In office, again like Salvini, he is trying to undermine democratic norms daily, as if melting democracy from the inside out. He seeks to undermine the very essence of democracy at the push of a tweet: yesterday it’s judges, today it’s the rule of law, and tomorrow it’s the voting system.

What the past week has shown is that his policies too now resemble fascism. He has created a series of camps, yes that word again, camps, perhaps the word that defined the 20th Century. He separated out vulnerable groups and targeted them, testing the waters of extreme policy semi-secretly, to see how the public react. For all the myth of imposition, Fascist regimes too carefully calibrated and re-calibrated policy, while covering them in a smoke screen of denial, partial back down and obfuscation. See how Trump’s defenders argued the nuances of Nazism or what constitutes a ‘cage’ for a toddler?

This is not to say Trump is a full-on fascist dictator, much as he may want to be. He remains constrained, so far. Much of his success has been because others, notably the Republicans and parts of the media, have allowed him, excused him and appeased him. Rather than a new Hitler he perhaps resembles some of the incompetent leaders in Weimar Germany before him, happily eroding democratic defences before letting in (actually inviting in) the Nazis. Most of all, he looks like his idol Mussolini, heading a ramshackle ‘propaganda regime’ long on rhetoric but short on concrete achievements. Before we make ‘hail Mussolini’ jokes, bear in mind , according to Bosworth, that Mussolini was responsible for a million deaths, the dropping of poison gas and the kick starting of a vicious civil war from Italy has not fully recovered.
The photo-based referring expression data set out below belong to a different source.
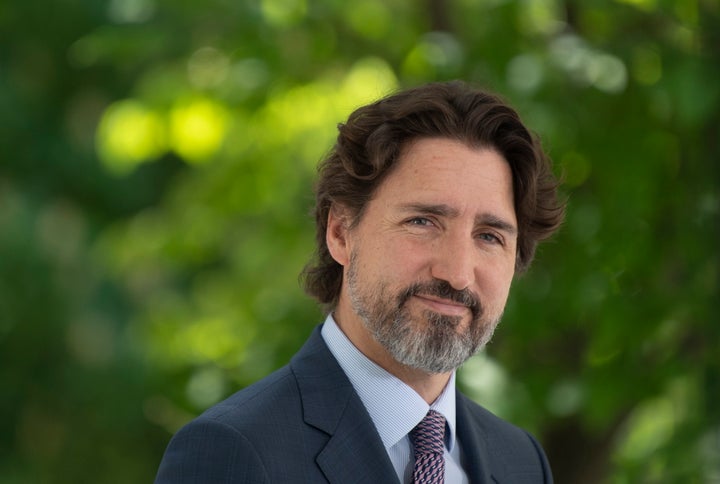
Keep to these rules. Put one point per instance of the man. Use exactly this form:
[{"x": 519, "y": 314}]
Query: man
[{"x": 430, "y": 202}]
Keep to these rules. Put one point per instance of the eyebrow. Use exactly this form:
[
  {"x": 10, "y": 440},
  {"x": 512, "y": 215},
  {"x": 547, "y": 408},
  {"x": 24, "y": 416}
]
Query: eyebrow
[{"x": 443, "y": 210}]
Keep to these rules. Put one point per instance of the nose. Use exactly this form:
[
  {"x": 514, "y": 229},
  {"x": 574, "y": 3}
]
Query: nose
[{"x": 454, "y": 262}]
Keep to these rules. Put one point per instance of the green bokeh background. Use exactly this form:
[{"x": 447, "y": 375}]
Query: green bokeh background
[{"x": 156, "y": 165}]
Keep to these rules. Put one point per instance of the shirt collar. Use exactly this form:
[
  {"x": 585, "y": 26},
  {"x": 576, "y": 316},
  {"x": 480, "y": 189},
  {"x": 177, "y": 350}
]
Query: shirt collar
[{"x": 394, "y": 407}]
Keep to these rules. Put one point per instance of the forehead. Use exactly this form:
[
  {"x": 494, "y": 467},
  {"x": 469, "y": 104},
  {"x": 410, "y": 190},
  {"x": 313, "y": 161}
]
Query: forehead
[{"x": 440, "y": 170}]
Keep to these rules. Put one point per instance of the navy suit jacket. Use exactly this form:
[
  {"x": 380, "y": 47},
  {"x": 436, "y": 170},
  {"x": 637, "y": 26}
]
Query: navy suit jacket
[{"x": 306, "y": 424}]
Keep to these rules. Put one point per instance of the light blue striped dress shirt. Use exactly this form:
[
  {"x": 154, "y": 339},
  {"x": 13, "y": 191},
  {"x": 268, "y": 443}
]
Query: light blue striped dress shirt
[{"x": 394, "y": 407}]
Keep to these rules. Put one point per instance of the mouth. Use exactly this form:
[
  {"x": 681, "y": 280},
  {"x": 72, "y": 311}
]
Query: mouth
[{"x": 443, "y": 306}]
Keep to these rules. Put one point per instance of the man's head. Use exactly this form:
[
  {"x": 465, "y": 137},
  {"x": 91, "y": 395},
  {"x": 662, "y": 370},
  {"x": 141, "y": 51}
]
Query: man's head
[{"x": 371, "y": 142}]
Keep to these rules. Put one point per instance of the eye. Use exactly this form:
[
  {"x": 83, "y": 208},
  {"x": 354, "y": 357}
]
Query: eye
[
  {"x": 490, "y": 238},
  {"x": 420, "y": 221}
]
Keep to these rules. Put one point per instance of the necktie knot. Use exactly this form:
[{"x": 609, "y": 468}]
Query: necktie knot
[{"x": 428, "y": 440}]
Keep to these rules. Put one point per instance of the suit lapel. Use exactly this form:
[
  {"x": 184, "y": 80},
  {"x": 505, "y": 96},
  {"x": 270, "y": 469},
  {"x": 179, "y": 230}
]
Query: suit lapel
[
  {"x": 474, "y": 445},
  {"x": 354, "y": 452}
]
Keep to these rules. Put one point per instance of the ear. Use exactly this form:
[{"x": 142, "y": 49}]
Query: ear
[{"x": 336, "y": 235}]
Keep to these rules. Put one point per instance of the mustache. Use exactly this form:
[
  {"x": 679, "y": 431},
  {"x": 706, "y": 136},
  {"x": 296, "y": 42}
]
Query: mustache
[{"x": 444, "y": 290}]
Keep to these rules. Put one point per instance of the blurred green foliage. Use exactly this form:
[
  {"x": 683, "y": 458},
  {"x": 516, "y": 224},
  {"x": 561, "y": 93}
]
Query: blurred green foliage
[{"x": 156, "y": 165}]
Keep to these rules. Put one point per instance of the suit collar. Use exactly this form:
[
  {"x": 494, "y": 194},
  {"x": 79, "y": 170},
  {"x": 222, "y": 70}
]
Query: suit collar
[
  {"x": 354, "y": 451},
  {"x": 474, "y": 445}
]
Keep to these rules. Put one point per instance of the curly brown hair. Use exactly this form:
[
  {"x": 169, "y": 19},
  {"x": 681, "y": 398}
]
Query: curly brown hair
[{"x": 371, "y": 141}]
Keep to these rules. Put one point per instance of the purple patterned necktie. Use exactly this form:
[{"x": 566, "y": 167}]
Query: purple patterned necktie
[{"x": 428, "y": 439}]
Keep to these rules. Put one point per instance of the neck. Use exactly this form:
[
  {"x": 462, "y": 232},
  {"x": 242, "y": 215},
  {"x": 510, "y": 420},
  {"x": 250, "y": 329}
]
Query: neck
[{"x": 428, "y": 385}]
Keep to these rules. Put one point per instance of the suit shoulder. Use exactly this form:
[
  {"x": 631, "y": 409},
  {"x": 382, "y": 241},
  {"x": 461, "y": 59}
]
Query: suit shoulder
[
  {"x": 513, "y": 451},
  {"x": 269, "y": 396}
]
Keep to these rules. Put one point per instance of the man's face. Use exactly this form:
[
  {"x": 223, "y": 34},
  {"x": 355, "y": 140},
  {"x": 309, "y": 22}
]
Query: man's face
[{"x": 428, "y": 267}]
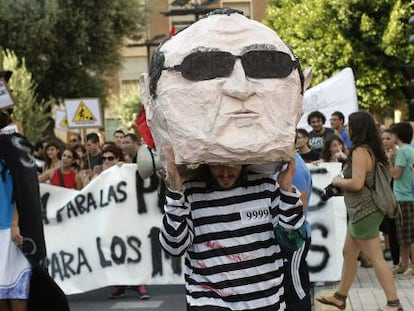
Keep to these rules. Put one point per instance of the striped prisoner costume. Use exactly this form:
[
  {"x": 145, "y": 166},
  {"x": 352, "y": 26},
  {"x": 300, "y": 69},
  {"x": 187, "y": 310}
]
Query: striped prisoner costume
[{"x": 232, "y": 261}]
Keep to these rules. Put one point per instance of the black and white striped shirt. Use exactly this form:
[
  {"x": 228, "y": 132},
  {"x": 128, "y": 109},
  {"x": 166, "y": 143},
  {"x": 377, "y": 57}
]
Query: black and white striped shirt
[{"x": 232, "y": 261}]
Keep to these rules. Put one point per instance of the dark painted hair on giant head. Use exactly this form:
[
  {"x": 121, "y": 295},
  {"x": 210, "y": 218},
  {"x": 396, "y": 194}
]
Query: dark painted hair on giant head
[
  {"x": 158, "y": 57},
  {"x": 364, "y": 131}
]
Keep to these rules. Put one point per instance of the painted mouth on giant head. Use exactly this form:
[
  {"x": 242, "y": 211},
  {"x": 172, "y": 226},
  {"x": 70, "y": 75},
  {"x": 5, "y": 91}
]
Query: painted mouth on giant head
[{"x": 243, "y": 113}]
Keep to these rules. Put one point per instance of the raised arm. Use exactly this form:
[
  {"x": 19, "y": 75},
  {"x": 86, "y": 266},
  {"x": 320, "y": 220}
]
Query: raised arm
[{"x": 177, "y": 231}]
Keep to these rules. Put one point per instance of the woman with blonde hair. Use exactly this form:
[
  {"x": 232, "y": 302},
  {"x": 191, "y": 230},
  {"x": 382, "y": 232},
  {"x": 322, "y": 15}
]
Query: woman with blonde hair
[{"x": 364, "y": 216}]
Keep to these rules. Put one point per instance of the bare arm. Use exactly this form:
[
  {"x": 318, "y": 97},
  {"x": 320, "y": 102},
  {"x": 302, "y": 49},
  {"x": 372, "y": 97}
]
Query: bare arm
[
  {"x": 397, "y": 172},
  {"x": 47, "y": 175}
]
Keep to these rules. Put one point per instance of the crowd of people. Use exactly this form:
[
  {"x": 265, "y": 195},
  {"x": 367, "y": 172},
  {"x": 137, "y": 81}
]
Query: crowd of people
[
  {"x": 245, "y": 234},
  {"x": 75, "y": 163}
]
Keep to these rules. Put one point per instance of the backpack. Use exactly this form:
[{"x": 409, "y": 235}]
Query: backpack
[{"x": 382, "y": 193}]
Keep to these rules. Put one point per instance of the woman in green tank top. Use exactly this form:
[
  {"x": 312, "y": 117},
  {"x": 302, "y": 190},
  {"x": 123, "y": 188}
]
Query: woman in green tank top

For those who doubt, perhaps we can turn the question around. Let’s apply the LBJ test and see if Trump can deny it. How often has Trump proved himself not to be fascist and a supporter of democracy? I don’t mean his own imbecilic boasting, but democracy in general? How often has he championed freedom of speech (for everyone)? Or praised an opponent? Or publicly favoured minority rights? Never. Trump’s inclination may not be the full-throated marching fascism of the past but, as Umberto Eco pointed out, it can change forms. So we should assume the worst and point out the worst. Never normalise, never accept. Primo Levi’s warning echoes back to us “it happened, so it can happen again”.